Las palabras son aire
Greenpeace despliega una pancarta gigante en la Puerta del Sol con el lema "No a la guerra"
Si un delincuente está agrediendo a una mujer en plena calle, intentando arrastrarla hacia un callejón oscuro, estaríamos a favor de que aparezca una patrulla de la policía, fuertemente armada, para reducir por la fuerza al agresor. De hecho, la obligación legal de cualquier ciudadano sería intervenir en auxilio de la víctima, impidiendo que se consumara el crimen.
No se entendería que ante esa situación la policía se limitase a echar un discurso al delincuente, poniendo en evidencia que la violencia es un camino equivocado. El pensamiento si en algunos casos no viene seguido de la acción es completamente inútil.
Existe un ilusorio infantilismo en intentar apropiarse del prestigio y la notoriedad política. El presidente de España gritó «no a la guerra» y se felicitó, entusiasmado como un niño, al interpretar que cuando otros dirigentes del mundo dijeron lo mismo le estaban apoyando a él. Lo que parece un exceso de vanidad, porque, como es obvio, hay que ser un idiota de mucho cuidado para pronunciarse «a favor» de una guerra.
La súbita agresión de Rusia contra Ucrania, la violación de sus fronteras y la invasión, fue respondida con indignación por muchos países de Europa. Se prometieron sanciones bíblicas contra el autócrata Vladimir Putin y la economía rusa, pero han pasado ya varios años y la guerra ha seguido hasta convertirse en algo cotidiano.
Luego, en 2023, vino un ataque de Hamás, un grupo terrorista palestino que gobernaba -y gobierna- la franja de Gaza: entró en territorio judío y mató a mil doscientas personas y secuestró a casi trescientas. La respuesta de Israel casi termina borrando a Gaza de la faz de la Tierra. Y provocó la repulsa de algunos gobiernos europeos -como el nuestro- y la imposición de sanciones económicas contra el país agresor que, a su vez, había sido agredido. Después vino lo del secuestro nocturno de un dictador, Nicolás Maduro, sacado a la fuerza de su propia cama y en su propio país. Algo que no estaba bien, pero que muchos condenaron con la boca pequeña porque el bien producido -a su juicio- justificaba el malísimo método. Y por último el ataque nada sorprendente a Irán que acabó con la muerte de su líder religioso y varios de sus más importantes colaboradores.
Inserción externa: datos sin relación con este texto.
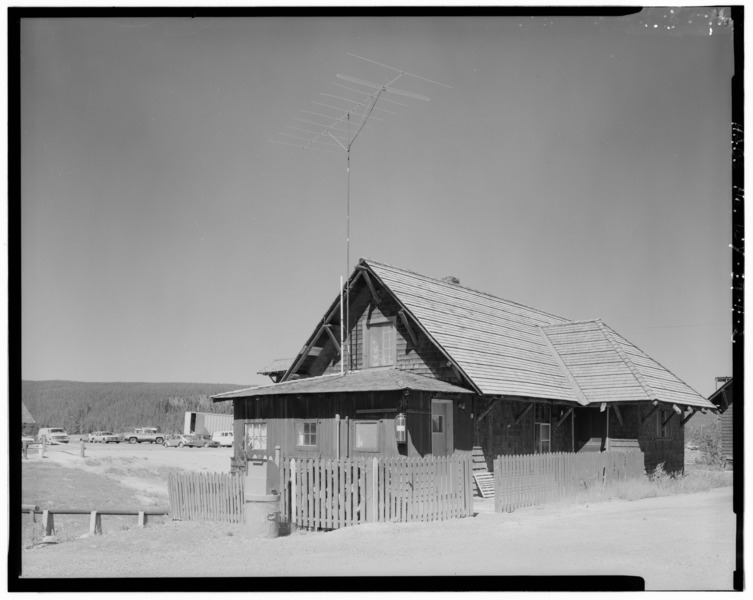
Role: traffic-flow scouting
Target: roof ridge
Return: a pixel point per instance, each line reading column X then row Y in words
column 629, row 363
column 457, row 285
column 580, row 396
column 654, row 360
column 573, row 322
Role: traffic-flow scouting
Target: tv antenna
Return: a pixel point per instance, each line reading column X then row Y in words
column 336, row 130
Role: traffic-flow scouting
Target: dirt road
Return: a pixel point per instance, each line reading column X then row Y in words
column 683, row 542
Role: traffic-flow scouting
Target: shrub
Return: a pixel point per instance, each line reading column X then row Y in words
column 708, row 438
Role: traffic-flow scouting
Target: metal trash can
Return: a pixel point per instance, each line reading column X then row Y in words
column 262, row 515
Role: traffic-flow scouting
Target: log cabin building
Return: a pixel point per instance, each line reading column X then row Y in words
column 429, row 367
column 723, row 398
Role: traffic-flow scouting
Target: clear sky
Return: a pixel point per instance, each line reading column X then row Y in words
column 577, row 165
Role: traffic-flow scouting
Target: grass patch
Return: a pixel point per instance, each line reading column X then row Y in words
column 49, row 485
column 658, row 483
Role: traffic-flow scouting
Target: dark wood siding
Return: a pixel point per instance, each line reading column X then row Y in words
column 281, row 413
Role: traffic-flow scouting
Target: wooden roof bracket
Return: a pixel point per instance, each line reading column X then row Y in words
column 618, row 414
column 568, row 412
column 522, row 414
column 328, row 329
column 408, row 328
column 724, row 399
column 651, row 412
column 488, row 409
column 687, row 418
column 372, row 289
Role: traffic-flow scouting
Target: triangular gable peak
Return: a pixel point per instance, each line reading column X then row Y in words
column 374, row 311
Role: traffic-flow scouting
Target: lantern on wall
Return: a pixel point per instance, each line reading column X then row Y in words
column 401, row 432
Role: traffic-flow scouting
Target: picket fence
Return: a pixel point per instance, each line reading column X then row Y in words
column 206, row 497
column 331, row 493
column 528, row 480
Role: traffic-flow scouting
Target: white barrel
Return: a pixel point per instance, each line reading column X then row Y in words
column 262, row 515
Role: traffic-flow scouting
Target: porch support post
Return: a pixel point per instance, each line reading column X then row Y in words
column 522, row 414
column 565, row 416
column 333, row 338
column 487, row 410
column 688, row 417
column 651, row 412
column 372, row 289
column 618, row 414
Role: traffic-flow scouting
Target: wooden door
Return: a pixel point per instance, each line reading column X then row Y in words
column 441, row 427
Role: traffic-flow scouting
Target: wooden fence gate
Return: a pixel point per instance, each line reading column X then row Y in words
column 533, row 479
column 206, row 497
column 330, row 493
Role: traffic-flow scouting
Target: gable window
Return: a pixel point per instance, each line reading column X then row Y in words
column 437, row 423
column 256, row 436
column 379, row 343
column 367, row 436
column 305, row 434
column 662, row 431
column 543, row 429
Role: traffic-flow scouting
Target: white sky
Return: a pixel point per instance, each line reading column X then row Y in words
column 580, row 166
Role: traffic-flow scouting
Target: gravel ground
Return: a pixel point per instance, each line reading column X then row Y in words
column 676, row 543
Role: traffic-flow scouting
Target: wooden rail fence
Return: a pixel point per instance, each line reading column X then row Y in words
column 330, row 493
column 95, row 515
column 206, row 497
column 528, row 480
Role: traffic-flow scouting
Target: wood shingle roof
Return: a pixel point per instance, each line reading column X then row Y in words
column 506, row 348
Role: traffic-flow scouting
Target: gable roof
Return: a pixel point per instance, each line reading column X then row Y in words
column 604, row 367
column 506, row 348
column 503, row 348
column 369, row 380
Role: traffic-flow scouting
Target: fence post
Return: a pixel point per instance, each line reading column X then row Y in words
column 95, row 523
column 373, row 517
column 48, row 522
column 293, row 495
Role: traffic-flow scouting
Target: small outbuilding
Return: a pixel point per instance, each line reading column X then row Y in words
column 723, row 398
column 429, row 367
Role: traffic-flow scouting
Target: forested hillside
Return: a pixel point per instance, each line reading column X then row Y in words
column 83, row 407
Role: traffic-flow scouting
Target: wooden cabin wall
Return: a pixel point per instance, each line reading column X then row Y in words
column 497, row 435
column 669, row 449
column 280, row 413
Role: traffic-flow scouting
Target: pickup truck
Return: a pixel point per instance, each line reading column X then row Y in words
column 144, row 434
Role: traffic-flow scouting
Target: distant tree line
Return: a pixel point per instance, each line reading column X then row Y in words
column 82, row 407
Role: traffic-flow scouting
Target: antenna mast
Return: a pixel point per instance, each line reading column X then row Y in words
column 342, row 140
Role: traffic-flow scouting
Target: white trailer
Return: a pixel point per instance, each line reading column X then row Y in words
column 207, row 423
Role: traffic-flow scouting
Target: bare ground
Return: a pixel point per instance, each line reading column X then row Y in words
column 684, row 542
Ante todo esto, la gente se posiciona «en contra» o «a favor». Como si fuera un partido de fútbol. Como si eligiendo quiénes son los malos convirtiéramos a los otros, automáticamente, en buenos de solemnidad. Como si nuestra opinión virtual tuviese alguna trascendencia en el mundo real.
Los discursos de consumo interior, en las democracias, suelen hacerse para llevarse al huerto propio la mayor parte de las simpatías electorales. Se puede hacer un discurso contra la guerra mientras se manda un barco de guerra en misión de paz. Las palabras aguantan lo que sea. Pero lo que termina imponiéndose es la cruda realidad. Lo que dijo, con escasa fortuna, Von Der Leyen. El viejo orden mundial ha sido demolido y vivimos un tiempo oscuro, donde reina la ley del mas fuerte. Ver a alguien cometiendo un crimen y limitarte a decir, indignado, que lo rechazas, no ayuda en nada a la víctima. En el mejor caso, solo a tu conciencia. En el peor, a tu cinismo electoral.